The Netherlands does not want to fall out with Russia over allegations of spy cyber activity, according to an expert in international law.
Geert-Jan Knoops, a lawyer and law professor, told NOS Radio 1 Journaal that he believes this is the reason why four men claimed to be Russian spies engaging in an attempt to hack into the Organisation for the Prohibition of Chemical Weapons were not arrested.
Instead, the Dutch and British revealed in a press conference on Thursday, the alleged attempt was busted on 13th April and the four men were thrown out of the Netherlands.
Knoops suggested that it was left to big brother America to pursue Russians accused of hacking, an action also announced on Thursday.
‘It is certainly not inconceivable that the expulsion is related to the subject matter’s sensitivity, particularly regarding the Dutch investigation into the MH17 disaster.’ Knoops told broadcaster NOS.
‘It is quite possible that they did not want to put the relationship with Russia at risk by a criminal investigation against these four people in the Netherlands.’
He suggested that America is not affected by diplomatic tension around international evidence that a Russian missile filed by pro-Russian separatist fighters in Ukraine shot down the MH17 plane killing 298 people in July 2014.
The Dutch intelligence services held a press conference on Thursday revealing details of what they claim was a Russian operation to infiltrate the OPCW, as it investigated the attempt to poison a former Russian spy in the UK this year.
They claimed that on 13th April Dutch intelligence teams foiled an attempt by four Russian intelligence officers to hack into the OPCW in The Hague, from a rented car parked in a hotel car park nearby.

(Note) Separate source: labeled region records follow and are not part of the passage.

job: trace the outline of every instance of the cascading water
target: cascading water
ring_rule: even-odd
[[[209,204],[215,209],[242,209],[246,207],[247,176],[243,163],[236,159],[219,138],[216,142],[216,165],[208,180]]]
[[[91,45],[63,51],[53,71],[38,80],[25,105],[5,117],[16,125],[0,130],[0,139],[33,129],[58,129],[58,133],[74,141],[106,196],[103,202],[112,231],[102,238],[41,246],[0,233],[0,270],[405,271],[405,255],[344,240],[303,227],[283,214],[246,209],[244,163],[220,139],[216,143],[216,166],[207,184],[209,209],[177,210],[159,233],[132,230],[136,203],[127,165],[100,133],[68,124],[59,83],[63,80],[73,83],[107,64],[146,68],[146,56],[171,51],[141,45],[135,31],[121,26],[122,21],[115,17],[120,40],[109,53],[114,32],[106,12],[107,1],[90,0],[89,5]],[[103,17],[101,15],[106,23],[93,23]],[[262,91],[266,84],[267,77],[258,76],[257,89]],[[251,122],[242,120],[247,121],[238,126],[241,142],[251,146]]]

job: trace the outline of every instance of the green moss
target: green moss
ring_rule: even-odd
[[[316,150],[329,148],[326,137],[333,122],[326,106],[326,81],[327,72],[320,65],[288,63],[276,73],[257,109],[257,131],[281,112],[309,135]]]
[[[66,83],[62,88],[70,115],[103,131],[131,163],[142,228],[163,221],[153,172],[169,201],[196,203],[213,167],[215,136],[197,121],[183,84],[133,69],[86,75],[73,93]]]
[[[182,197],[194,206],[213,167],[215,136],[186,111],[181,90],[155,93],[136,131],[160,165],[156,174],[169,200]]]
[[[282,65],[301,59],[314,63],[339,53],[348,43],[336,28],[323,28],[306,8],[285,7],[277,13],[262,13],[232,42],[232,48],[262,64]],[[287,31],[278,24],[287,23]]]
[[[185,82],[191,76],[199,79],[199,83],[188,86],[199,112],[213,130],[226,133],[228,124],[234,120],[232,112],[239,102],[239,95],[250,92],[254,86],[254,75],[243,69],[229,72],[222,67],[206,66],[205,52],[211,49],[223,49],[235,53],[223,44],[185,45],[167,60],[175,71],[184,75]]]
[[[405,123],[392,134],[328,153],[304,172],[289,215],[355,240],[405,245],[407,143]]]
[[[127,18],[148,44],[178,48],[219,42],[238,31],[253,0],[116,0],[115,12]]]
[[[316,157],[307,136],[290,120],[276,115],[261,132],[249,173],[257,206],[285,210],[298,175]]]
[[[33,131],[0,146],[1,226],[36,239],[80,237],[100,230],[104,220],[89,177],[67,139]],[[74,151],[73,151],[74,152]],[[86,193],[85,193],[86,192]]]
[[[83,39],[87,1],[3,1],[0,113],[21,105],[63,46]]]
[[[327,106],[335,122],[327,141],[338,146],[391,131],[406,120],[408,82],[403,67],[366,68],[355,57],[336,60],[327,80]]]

They revealed the passports of the alleged spies, plus photographs and web searches from their computers and multiple telephones that were seized. The men, said Onno Eichelsheim, director of the MIVD Dutch military intelligence and security service, were clearly ‘not on holiday’ – an excuse given for two Russians accused of trying to murder Sergei Skripal.
He said the Russians in the Netherlands had multiple telephones, took hotel room rubbish – including empty cans of Heineken and Aldi orange juice – with them and had $20,000 and €20,000 in cash.
The four men, who arrived on diplomatic passports and were met by a Russian embassy employee, were ejected from the Netherlands.
A spokesman for the defence ministry told DutchNews.nl that the alleged cyber spies were not arrested because ejection was considered a more effective option. ‘This was a contra intelligence operation, not a criminal investigation,’ he said.
‘Speed was of the essence. A hack could have caused serious damage for the OPCW. An operational disruptance of the operation was the fastest way the prevent this from happening.’
Moscow has denied involvement in the downing of the MH17 and on Thursday Russian foreign ministry spokeswoman Maria Zakharova dismissed the cyber spying allegations as ‘big fantasies’.